Au cinéma des cinéastes, dans la grande salle
Quand ?
Jeudi soir
Avec qui ?
Ma femme, et une vingtaine de personnes
Et alors ?
10 ans. C’est le temps qu’Erick Zonca a jugé nécessaire d’attendre avant de donner une suite au multi-primé La vie rêvée des anges. Le chiffre plane comme un mauvais
génie au-dessus de Julia, qui a pendant un long moment du mal à se départir de l’étiquette « tout ça pour ça ». Les territoires, les personnages et les thèmes
abordés par le film ont déjà été défrichés par d’autres depuis plus ou moins longtemps. Le désert californien qui fait le lien entre les USA et le Mexique est ainsi un classique du cinéma
américain (avec pour dernier avatar en date No country for old men), et le personnage
de Julia, femme solitaire, alcoolique et aussi forte que faible revient régulièrement ses dernières années, de Thelma et Louise à Bug, sans même parler bien sûr du Gloria de John Cassavetes duquel Zonca reprend
de manière appuyée l’argument.
Dans les 2 films, l’héroïne se retrouve kidnappeuse d’un gamin qu’elle ne connaît ni d’Eve ni d’Adam à moitié de son plein gré et à moitié par le jeu des circonstances – ici, une femme que Julia
rencontre à une réunion des alcooliques anonymes, qui est déséquilibrée mentalement et veut récupérer son fils. L’axe choisi par Zonca pour mener Julia est celui qui
guide la vie du personnage : le morcellement des événements, des journées qui jalonnent la vie de celle-ci, à cause de ses cuites et des black-outs qui suivent, compose un récit
haché, rempli d’ellipses et de coupes brutales qui accélèrent sans cesse l’histoire hors de tout contrôle. Dans la 1ère moitié du film, cela suffit juste à nous tenir accroché aux basques de
Julia, sans pour autant provoquer une adhésion totale. Le poids des films et réalisateurs ayant précédé Zonca sur le terrain sur lequel il s’aventure est un fardeau trop lourd, et
Julia semble voué à tomber dans un oubli rapide après son générique de fin – malgré la prestation électrique de Tilda Swinton, dévoreuse de pellicule et métamorphosée
physiquement par rapport à ses rôles habituellement froids et intériorisés, comme celui pour lequel elle vient d’obtenir l’Oscar du second rôle dans Michael Clayton.

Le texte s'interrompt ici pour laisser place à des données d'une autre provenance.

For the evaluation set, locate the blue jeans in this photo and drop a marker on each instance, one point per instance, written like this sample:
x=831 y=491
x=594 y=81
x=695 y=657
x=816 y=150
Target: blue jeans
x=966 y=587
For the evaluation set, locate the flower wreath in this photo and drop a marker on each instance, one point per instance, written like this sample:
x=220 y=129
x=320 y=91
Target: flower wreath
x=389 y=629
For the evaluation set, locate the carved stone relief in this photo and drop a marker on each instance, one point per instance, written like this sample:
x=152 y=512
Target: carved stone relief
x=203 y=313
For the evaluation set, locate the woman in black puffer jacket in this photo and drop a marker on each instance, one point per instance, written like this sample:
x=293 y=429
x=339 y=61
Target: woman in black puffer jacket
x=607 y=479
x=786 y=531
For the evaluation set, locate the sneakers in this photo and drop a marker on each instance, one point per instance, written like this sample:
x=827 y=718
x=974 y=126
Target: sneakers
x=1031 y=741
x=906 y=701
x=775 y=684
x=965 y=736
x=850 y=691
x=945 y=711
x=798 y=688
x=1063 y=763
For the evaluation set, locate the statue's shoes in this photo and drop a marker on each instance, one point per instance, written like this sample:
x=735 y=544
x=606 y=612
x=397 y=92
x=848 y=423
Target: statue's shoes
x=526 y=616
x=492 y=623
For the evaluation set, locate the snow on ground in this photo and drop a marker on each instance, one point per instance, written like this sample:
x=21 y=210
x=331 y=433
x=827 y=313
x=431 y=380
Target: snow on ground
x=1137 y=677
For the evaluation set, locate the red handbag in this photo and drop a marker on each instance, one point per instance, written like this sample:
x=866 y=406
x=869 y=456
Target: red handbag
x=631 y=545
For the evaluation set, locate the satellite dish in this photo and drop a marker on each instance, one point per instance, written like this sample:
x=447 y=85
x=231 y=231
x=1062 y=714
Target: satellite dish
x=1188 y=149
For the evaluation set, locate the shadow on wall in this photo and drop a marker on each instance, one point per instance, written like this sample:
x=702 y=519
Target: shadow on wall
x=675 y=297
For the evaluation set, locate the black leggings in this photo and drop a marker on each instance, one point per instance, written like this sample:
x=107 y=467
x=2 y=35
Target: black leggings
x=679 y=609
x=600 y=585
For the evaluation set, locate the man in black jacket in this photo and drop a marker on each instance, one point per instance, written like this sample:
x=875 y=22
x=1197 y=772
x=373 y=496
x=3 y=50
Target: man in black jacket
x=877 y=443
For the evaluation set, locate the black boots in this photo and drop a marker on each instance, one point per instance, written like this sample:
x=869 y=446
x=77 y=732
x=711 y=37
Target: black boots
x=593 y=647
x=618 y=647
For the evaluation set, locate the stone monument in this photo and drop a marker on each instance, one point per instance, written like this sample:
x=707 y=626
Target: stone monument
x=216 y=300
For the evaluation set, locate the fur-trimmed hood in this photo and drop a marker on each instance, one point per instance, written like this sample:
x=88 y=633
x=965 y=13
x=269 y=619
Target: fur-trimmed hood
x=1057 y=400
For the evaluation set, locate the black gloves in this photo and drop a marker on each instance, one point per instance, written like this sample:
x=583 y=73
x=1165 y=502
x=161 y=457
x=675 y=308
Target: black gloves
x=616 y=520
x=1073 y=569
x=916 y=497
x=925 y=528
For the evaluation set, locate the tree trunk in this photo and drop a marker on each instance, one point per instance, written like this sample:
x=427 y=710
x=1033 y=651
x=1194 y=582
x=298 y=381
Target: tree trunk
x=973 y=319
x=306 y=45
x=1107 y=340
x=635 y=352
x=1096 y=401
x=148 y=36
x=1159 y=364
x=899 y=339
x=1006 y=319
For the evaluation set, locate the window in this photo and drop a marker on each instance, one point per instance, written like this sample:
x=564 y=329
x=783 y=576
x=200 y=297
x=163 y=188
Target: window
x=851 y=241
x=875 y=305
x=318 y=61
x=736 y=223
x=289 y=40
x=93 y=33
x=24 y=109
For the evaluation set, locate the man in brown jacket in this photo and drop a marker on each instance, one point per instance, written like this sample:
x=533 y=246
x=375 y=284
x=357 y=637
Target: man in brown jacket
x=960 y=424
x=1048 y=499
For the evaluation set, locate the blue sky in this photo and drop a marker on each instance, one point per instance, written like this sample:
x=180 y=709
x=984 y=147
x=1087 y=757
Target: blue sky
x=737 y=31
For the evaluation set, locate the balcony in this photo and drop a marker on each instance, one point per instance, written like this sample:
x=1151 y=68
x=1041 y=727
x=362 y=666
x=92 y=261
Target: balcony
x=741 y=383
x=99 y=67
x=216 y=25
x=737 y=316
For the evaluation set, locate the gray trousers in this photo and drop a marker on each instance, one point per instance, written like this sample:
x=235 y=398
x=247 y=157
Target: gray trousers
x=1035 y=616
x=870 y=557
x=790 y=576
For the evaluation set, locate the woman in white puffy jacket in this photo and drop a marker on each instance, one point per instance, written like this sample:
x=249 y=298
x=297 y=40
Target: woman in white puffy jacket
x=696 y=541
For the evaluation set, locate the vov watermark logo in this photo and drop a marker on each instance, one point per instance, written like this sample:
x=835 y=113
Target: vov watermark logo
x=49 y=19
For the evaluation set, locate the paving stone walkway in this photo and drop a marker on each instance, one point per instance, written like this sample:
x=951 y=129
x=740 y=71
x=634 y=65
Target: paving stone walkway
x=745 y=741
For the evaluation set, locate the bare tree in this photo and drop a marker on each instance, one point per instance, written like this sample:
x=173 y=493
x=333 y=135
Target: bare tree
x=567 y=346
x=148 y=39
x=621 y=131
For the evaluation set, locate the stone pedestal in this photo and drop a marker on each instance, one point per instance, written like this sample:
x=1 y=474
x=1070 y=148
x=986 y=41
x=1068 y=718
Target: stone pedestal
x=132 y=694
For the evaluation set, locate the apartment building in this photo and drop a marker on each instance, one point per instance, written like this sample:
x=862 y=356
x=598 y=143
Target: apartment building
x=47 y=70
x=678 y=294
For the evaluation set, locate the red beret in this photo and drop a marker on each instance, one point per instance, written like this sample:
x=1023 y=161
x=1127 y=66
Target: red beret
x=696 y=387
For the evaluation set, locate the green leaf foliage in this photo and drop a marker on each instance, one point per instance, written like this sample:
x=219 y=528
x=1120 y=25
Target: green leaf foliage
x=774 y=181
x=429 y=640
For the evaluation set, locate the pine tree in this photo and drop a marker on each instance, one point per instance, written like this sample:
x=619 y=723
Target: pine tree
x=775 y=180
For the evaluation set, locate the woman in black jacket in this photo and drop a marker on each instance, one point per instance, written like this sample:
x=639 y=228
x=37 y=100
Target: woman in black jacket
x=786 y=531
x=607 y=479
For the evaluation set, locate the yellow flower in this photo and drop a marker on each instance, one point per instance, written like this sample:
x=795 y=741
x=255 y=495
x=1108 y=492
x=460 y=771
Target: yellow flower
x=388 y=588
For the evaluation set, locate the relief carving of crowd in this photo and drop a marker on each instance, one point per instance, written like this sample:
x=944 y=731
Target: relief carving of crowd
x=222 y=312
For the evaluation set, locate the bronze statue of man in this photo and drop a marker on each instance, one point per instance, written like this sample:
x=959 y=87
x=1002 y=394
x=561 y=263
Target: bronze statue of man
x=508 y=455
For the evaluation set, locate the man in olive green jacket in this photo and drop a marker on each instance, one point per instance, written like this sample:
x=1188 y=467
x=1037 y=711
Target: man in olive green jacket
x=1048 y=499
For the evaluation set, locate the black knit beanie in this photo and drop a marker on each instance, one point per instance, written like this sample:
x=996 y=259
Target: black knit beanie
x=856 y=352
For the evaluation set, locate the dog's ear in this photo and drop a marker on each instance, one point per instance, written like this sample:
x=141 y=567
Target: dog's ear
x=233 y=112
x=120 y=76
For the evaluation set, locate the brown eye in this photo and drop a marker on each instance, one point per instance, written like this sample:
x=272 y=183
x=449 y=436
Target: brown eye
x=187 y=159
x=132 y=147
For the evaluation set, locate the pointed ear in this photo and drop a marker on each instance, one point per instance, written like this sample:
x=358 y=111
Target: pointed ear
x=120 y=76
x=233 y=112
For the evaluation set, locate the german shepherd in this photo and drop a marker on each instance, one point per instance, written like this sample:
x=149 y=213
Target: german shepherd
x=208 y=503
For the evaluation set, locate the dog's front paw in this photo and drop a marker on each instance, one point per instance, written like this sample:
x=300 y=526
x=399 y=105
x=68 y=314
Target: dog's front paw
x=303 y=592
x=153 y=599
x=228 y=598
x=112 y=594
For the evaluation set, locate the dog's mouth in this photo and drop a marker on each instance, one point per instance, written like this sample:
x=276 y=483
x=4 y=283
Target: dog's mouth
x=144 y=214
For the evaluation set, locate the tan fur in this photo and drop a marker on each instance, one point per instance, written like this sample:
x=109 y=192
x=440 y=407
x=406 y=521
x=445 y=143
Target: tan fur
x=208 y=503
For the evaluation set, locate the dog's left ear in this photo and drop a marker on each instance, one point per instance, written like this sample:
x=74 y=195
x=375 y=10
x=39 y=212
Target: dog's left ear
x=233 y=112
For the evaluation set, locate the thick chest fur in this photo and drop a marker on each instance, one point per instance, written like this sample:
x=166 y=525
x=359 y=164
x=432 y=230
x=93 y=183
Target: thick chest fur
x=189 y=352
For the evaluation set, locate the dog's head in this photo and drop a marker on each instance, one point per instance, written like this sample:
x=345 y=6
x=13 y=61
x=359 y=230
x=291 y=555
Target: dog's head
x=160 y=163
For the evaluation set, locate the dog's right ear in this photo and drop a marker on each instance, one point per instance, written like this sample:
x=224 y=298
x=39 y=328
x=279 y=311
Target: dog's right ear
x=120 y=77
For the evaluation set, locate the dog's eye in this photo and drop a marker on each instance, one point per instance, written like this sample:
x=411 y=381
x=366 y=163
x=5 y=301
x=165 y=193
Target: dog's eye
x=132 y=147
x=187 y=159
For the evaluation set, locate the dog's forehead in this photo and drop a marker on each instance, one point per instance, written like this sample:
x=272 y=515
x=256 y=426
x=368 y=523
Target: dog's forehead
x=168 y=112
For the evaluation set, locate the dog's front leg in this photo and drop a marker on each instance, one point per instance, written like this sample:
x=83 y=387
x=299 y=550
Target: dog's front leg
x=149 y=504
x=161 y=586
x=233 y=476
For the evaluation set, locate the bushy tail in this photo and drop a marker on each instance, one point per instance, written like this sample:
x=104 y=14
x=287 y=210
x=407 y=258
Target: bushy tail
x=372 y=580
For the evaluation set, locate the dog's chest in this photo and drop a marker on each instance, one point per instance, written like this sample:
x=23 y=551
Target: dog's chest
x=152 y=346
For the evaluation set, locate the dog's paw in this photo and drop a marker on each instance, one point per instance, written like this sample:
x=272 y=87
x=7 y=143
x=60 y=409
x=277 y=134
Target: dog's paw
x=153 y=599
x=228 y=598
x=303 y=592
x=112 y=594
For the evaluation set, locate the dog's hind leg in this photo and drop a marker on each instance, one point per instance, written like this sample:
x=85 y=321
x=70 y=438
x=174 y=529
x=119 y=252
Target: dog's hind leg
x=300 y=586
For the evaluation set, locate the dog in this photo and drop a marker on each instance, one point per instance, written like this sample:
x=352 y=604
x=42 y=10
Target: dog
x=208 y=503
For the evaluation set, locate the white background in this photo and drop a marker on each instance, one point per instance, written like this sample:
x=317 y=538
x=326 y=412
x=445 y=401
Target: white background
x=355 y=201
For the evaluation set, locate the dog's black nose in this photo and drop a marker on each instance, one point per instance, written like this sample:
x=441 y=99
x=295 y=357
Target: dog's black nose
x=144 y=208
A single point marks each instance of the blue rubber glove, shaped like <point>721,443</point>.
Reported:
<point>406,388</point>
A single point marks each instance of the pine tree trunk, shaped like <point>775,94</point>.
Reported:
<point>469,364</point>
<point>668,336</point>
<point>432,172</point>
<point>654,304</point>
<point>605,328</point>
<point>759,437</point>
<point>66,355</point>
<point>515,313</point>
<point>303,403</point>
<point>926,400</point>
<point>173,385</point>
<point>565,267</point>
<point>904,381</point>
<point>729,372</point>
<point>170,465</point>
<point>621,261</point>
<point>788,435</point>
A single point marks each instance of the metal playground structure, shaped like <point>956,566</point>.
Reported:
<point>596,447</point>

Et puis, à mi-film, tout bascule. Zonca a l’idée géniale de défoncer – au propre comme au figuré – les barrières en envoyant Julia et son otage de l’autré côté de la frontière, au Mexique. Ils y
trouvent, sur fond de nouveaux paysages et entourés de nouveaux visages, une liberté étourdissante et salvatrice : toutes les destinations, toutes les rencontres, tous les futurs sont
possibles. Les personnages croisés dans cette 2è partie possèdent ainsi tous un double visage, loin des carcans de la société et du cinéma de genre américains, ce qui rend bien sûr l’intrigue
palpitante. De plus, dans la poussière et les bidonvilles de Tijuana, Zonca retrouve un milieu populaire plus proche de celui capté dans La vie rêvée des anges, et où il
est de toute évidence bien plus à l’aise. La preuve en est le jeu de piste à la fois ludique – pour le réalisateur – et inquiétant – pour l’héroïne – dans lequel il envoie Julia dans la dernière
portion de l’intrigue, qui est une double réussite de suspense et d’observation sociologique crue. Même s’il trébuche sur le final, où les ficelles employées pour arriver à ses fins sont
grossières, Erick Zonca parvient dans l’ensemble à faire de Julia un film accrocheur, sensible, fébrile – et dont l’on se souviendra.